I hold back a frown. She makes it sound too easy. But if Dakota could do it when she started in a similar spot to where I’m at now...
I can’t say never.
“When I get my own place, will you write cutesy quotes for my cups?”
“Yes, and a full poem for the large size,” she promises.
We both laugh.
Fine. Decision made.
I’ll chisel off a piece of my soul for Wired Cup Inc. and later—who knows how much later—after I’ve made a clean break, I can catch up on penance.
For now, I just need all the prayers before I lock horns with that snorting bull in a suit again.
4
Double Shot Of Dare (Cole)
“Cole? Goddamn, it’s been a century and a half. Can you hear me, boss?” Troy’s tanned face fills my screen, his large sunglasses pulled low over his eyes and a messy smile hanging on his lips.
My Chief Operations Officer looks like he’s just rubbing it.
If only I could’ve handled sourcing overseas and let him take the Seattle role with its dreary weather. Then I’d be the one hanging out on beaches with a perpetual golden tan, and he could stay chained to a desk while rain washes out his windows.

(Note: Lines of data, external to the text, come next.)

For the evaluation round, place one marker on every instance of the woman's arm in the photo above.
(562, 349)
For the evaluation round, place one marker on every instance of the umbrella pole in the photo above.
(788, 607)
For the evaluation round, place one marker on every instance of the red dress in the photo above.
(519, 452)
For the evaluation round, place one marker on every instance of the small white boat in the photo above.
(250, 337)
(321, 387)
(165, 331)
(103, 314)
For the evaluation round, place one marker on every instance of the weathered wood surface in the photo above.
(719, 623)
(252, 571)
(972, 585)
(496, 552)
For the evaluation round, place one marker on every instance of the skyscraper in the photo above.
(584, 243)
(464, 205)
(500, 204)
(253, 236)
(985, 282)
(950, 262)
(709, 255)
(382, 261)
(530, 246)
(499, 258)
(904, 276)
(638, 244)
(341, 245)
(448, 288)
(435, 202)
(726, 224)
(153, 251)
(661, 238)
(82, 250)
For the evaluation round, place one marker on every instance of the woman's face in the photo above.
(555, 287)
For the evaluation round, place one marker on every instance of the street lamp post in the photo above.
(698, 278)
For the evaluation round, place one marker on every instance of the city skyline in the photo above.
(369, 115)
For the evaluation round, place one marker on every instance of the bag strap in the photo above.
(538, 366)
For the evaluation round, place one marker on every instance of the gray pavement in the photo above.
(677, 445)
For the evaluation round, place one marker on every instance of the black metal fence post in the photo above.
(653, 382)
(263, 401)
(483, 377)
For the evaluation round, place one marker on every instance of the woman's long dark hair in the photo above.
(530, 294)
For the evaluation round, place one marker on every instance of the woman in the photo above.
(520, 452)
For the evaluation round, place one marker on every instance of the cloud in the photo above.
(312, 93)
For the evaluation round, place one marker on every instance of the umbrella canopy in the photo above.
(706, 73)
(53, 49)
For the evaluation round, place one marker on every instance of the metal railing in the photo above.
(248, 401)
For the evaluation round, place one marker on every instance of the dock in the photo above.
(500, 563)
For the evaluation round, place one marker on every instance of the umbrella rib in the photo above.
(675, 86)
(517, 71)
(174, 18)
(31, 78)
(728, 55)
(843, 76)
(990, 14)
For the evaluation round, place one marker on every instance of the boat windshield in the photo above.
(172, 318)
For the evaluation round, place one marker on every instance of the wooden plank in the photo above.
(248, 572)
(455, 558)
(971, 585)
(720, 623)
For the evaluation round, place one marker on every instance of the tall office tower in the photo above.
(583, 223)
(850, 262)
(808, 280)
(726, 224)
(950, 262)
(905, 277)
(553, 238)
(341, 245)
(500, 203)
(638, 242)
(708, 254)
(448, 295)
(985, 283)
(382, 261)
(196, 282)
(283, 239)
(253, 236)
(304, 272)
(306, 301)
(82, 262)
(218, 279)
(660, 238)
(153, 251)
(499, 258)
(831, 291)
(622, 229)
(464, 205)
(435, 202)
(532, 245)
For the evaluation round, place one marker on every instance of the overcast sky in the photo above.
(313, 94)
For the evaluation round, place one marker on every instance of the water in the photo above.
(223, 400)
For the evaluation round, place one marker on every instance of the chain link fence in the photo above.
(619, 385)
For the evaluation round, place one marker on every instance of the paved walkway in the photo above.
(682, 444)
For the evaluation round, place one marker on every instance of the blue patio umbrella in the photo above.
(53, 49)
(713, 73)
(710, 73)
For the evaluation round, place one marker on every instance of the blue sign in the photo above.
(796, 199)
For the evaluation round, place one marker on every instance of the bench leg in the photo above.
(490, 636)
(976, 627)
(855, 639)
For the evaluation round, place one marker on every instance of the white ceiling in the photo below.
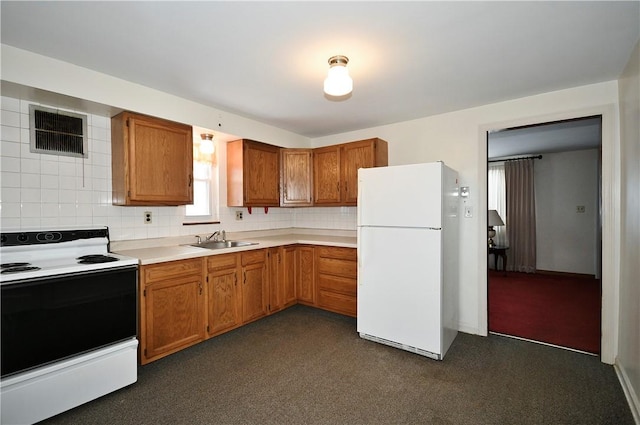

Never mind the accident and the stew of bad memories.
There’s a lot of travel with his role. Jetting around the Pacific and South America wouldn’t have been any way for Destiny to grow up, especially after Aster died.
“I can hear you,” I say, hating that I still go tense when I hear his voice.
I used to love hearing from this man.
About as much as I enjoyed his friendship.